Jô foi convidado por Cássio para ser o diretor da montagem e também o responsável pela tradução e adaptação do texto da peça, que é uma típica comédia de costumes comtemporânea. Ele conta que prezou por tornar o texto acessível, mas isso não significa vulgarizá-lo, o que fez foi tentar usar termos mais correntes na linguagem cotidiana.

Na trama, Diderot vai a zona rural para descansar, mas seu sossego é ameaçado quando o chamam para escrever o verbete "moral" para A Enciclopédia. É uma forma de discutir com humor a condição do homem e sua relação com a moral e os bons costumes. "A peça não é uma biografia, se passa num parênteses da história de Diderot.
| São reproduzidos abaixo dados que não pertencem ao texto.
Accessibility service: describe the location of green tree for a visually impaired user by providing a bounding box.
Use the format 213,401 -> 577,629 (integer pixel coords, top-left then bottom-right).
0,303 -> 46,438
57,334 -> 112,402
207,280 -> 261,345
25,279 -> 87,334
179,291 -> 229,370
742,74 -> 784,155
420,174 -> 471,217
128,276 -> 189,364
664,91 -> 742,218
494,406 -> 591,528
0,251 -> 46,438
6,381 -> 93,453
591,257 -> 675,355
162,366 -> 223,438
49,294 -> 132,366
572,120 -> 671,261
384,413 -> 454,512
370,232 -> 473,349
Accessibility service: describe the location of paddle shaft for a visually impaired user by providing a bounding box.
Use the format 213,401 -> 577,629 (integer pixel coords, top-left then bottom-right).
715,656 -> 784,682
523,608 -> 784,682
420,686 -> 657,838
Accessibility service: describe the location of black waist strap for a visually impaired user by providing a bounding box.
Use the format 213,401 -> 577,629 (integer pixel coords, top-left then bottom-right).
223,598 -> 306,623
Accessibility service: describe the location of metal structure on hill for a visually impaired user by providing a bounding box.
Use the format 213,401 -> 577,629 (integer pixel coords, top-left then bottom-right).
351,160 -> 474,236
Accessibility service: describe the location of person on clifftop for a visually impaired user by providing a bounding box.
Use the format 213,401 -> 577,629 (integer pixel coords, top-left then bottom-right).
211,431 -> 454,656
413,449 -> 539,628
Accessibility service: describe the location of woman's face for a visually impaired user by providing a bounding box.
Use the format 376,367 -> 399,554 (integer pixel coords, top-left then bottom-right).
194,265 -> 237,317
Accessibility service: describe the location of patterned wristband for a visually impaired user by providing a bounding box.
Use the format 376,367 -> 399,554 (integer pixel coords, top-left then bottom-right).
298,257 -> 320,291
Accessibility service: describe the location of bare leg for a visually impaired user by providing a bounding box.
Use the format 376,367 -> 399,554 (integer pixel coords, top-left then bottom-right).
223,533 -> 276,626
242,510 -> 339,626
É uma ficção", conta Cassio.

Para dar vida ao filósofo, que na peça ainda mostra sua paixão fogosa pelas mulheres, Cassio diz que estudou as obras escritas por ele, muito mais do que analisou Diderot fisicamente. "Até porque o Jô não deixou", brinca, ao explicar que foi uma inspiração mais intelectual.

Em São Paulo, a montagem permanece em cartaz até o final de novembro e deve retornar no próximo ano para mais alguns meses de temporada, mas não há previsão de uma turnê pelo Brasil.


Por Guilherme Udo

Atualizado em 10 Abr 2012.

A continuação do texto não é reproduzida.